Some things need a little bit more work, such as staying up to date with the current recommendations and guidance around infection control. There are some things that people don’t always think of as part of the ‘safe’ environment too, such as safeguarding how vulnerable people are protected, and whether staff have had DBS checks and can demonstrate that they are safe to work with the public and in the healthcare industry.

The other element that often needs more attention, probably more so than safety, is that of leadership and management. Sometimes when things go wrong in safety it’s because the leadership and management aren’t focused on all the right things. For instance, those emergency drugs are out of date because no-one’s checked and so the system or process for looking at those drugs isn’t working right.

There are now fewer small practices and in many cases, such as where there are multiple practices in a group, the leadership can be remote from the individual practice itself. This can lead to a culture where people expect someone else to do a particular job, but we would encourage them to take the approach that leadership is for the whole team.

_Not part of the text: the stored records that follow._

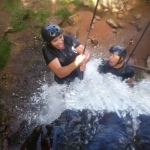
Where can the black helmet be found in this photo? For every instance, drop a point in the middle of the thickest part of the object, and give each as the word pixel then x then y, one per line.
pixel 118 50
pixel 50 31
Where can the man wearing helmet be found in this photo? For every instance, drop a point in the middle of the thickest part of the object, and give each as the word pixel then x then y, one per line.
pixel 63 54
pixel 117 66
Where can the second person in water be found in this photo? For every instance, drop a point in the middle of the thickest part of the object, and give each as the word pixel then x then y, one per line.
pixel 117 66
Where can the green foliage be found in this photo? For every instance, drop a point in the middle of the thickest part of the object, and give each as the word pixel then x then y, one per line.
pixel 139 76
pixel 31 62
pixel 91 3
pixel 20 16
pixel 18 22
pixel 62 2
pixel 11 5
pixel 63 13
pixel 42 15
pixel 1 109
pixel 4 51
pixel 77 3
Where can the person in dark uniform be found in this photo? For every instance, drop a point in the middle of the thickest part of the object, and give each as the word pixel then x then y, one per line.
pixel 63 54
pixel 117 66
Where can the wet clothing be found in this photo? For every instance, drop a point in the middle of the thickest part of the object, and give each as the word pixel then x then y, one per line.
pixel 65 56
pixel 124 72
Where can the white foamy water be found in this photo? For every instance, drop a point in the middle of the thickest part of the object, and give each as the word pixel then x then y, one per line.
pixel 95 92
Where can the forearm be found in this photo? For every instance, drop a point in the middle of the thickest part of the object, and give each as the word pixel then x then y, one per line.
pixel 66 70
pixel 88 56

NJ: I think that can be challenging within a practice. Do you get a sense that there is a need for more focused training for practice managers?

JM: I’d agree with that, and within the practice where I work our practice manager is empowered and has the ability to make change where it’s needed. She’s undergone a good series of training courses and some qualifications to help her in that role.

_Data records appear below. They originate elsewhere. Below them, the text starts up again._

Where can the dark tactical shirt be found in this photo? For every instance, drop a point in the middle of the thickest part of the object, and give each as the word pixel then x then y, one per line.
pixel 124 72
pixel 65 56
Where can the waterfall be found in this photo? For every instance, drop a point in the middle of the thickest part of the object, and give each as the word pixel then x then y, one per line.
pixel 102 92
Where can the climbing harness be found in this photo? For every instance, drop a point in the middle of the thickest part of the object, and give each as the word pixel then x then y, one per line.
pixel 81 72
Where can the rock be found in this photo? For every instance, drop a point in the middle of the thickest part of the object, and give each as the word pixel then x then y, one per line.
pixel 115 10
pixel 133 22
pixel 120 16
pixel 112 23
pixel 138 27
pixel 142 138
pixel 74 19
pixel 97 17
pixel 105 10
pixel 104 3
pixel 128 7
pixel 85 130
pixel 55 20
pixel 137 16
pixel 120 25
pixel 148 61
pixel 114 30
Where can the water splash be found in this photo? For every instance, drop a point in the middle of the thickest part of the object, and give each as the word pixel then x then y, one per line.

The practices where managers are empowered to make change are where we find the fewest problems. I don’t think the practice manager role is one that you can just give to a member of the practice team without any thought. It requires training, and the people who take on the role do need to be equipped.

NJ: What do you think about the future for the regulation of the profession? Practices are beholden to so many different people; how do we bring that all together in the most efficient way?

JM: At the CQC we’re trying to get the regulators together to act in a more coherent way, because one of the unfortunate things that could happen would be each of the regulators turning up one after the other. And that just looks to me as a way of placing extra pressure on a profession that is already working in a difficult environment.

So, we’ve established The Regulation of Dental Services Programme Board, the aim of which is to get the General Dental Council (GDC), NHS England, and ourselves, to think more strategically about which is the best organisation to deal with an issue when it arises, rather than all three acting. We’ve been making progress in this over the last couple of years and, while it is early days, I think it will reduce some of the duplication. It actually takes a lot of courage for a regulator to step aside and say to another organisation, ‘it’s better if you look at this’.

NJ: Has there been an instance where that’s occurred already?

JM: We have Risk and Oversight Groups that have been established at both a national level and in the four regions that CQC operates in. Relatively senior staff and people on the ground, the inspection manager, etc, will meet with people from NHS England, and occasionally from the GDC, and we’ll come to an arrangement about who is best placed to deal with a particular issue.